Tras este análisis, entendimos que era necesario responder a tres problemas: (1) la conexión entre dos tipologías urbanas completamente diferentes: Por un lado, el pesado, inerte y abrumador volumen del centro comercial, junto a sus colindantes edificios residenciales de gran altura; por otro lado, el desparrame de las viviendas unifamiliares; (2) la alta densidad requerida por las bases del concurso; (3) la geometría irregular de la parcela.
El proyecto plantea la dualidad entre repetición y singularidad, entre igualdad y diversidad, es decir, utilizar elementos similares para crear circunstancias diferentes. Partiendo de un elemento tan sencillo como un cubo, y a través de un mecanismo de repetición, conseguimos que la arquitectura adquiera diversidad, dinamismo, diferenciación y espontaneidad. El resultado es una composición en “crescendo” de diferentes alturas, dispuesta en una sutil e irregular agrupación que rechaza ser resuelta en una forma preestablecida, y conformada tal que se maximizan las vistas hacia el paisaje, produciendo novedosos e interesantes puntos de vista.
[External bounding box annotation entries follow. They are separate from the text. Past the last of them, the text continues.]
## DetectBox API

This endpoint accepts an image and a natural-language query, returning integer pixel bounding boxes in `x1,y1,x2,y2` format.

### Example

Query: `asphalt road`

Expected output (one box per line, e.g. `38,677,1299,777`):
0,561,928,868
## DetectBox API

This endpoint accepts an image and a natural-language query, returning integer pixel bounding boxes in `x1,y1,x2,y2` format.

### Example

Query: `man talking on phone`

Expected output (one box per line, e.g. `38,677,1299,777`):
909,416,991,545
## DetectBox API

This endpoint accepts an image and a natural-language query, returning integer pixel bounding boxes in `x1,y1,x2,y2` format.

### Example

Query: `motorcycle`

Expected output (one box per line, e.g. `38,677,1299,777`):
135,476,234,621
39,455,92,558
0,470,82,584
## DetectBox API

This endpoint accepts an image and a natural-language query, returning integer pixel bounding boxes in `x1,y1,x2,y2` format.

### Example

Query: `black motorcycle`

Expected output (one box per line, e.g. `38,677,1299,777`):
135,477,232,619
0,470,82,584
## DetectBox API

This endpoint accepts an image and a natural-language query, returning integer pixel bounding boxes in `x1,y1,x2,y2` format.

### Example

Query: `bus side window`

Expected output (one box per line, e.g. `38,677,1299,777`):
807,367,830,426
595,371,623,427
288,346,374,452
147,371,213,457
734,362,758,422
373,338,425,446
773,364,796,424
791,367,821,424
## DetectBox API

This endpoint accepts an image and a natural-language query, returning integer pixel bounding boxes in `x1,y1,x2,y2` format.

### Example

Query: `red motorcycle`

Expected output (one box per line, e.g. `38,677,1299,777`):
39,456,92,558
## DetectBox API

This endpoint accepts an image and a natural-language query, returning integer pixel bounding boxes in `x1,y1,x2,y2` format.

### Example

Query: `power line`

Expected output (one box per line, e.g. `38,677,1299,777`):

En lugar de crear un estructura de torres aisladas, esta arquitectura propone una estructura de volúmenes interconectados, fragmentados y articulados, que sirvan tanto de transición entre las dos escalas urbanas antes citadas como para atenuar el impacto de la gran densidad demandada.
La gran plaza en el centro del proyecto da lugar a un amplio espacio público que actúa como catalizador de las circulaciones y actividades del lugar, con oportunidades para la interacción social.